TV #39 of 2022:
Better Call Saul, season 6
An utterly masterful end to one of the great modern dramas of our time. This Breaking Bad prequel about Walter White’s shady lawyer has always been stronger than anyone could have predicted, and its final outing is truly one of its best. At long last we learn why certain figures like Nacho Varga and Kim Wexler weren’t around during the events of that parent show, and while the answers are predictably sad, their specifics are gripping to watch unfold. Even BCS original Howard Hamlin earns a certain dignity in his ultimate fate, and it’s a testament to how thoroughly this series has built up its world that viewers likely feel a pang at the prospect of leaving the law offices of Hamlin, Hamlin & McGill for the very last time.
Not everyone’s story concludes here, of course. As a prologue to an existing text, this program has also been fleshing out the origins of particular Breaking Bad characters like Mike and Gus whom we know — spoiler alert — will survive their present straits only to come to an unhappy end further down the line. In that context, this final season works to seamlessly bind them to their paths ahead, presenting each with possible off-ramps to lay aside their respective missions and walk away with their lives. Instead they decline those opportunities and agentively choose to stay in the game.

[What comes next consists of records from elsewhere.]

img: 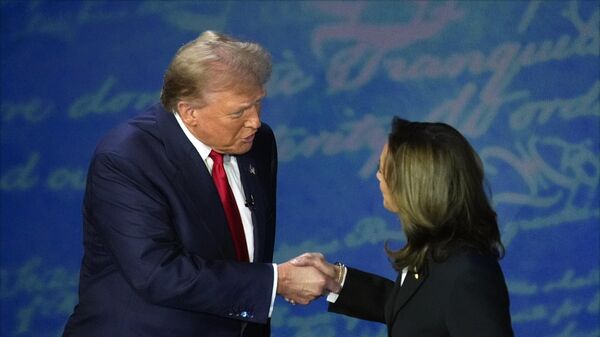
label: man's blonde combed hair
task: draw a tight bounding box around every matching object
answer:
[160,30,272,112]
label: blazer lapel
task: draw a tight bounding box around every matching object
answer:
[385,263,429,331]
[156,108,236,258]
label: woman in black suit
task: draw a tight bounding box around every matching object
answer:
[295,117,513,337]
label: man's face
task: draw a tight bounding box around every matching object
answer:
[179,86,265,154]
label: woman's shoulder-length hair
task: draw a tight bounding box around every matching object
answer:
[383,117,504,270]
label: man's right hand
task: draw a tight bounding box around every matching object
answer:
[277,255,340,304]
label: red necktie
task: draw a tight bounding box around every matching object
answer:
[208,150,250,262]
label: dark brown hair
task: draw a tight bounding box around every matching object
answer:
[382,117,504,271]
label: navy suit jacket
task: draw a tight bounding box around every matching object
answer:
[63,105,277,337]
[329,252,513,337]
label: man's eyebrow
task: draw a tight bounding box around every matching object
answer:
[239,95,266,110]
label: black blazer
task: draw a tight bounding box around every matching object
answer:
[329,252,513,337]
[63,105,277,337]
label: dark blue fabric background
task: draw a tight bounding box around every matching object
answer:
[0,0,600,337]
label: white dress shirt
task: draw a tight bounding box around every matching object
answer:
[175,113,277,317]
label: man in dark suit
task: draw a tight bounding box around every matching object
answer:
[63,31,339,337]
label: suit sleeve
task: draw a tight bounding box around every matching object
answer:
[85,153,274,323]
[328,267,394,323]
[445,259,513,337]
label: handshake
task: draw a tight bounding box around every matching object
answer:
[277,253,345,304]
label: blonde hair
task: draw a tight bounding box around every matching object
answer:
[160,31,272,112]
[383,117,504,270]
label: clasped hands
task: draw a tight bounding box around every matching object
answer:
[277,253,341,304]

These men are thus doomed not by some abstract tragic flaw or random chance, but by the active choices they make that set them on an eventual collision course with that corrosive catalyst named Heisenberg.
As for Saul himself, this series has always aimed to chart his downward trajectory from the corner-cutting but fundamentally decent Jimmy McGill to the jaded crook who suggests killing Badger in one of his earliest Breaking Bad scenes. He too makes rash decisions that lead him in that direction, but he’s also perpetually ground down by a world that won’t allow him to be any better. His tragedy, I’d argue, is that his moments of weakness continually come at the worst possible time, and for six seasons, we’ve watched the deepening repercussions of his moral descent on the extended Albuquerque community around him. That’s been regularly juxtaposed against both a thematically-similar backstory of cartel infighting — which on a practical level could sometimes feel too removed from our main protagonist, but comes together beautifully / awfully this year in one sudden horrendous instant — and brief yet stark looks into his post-BB future of bleak midwestern anonymity.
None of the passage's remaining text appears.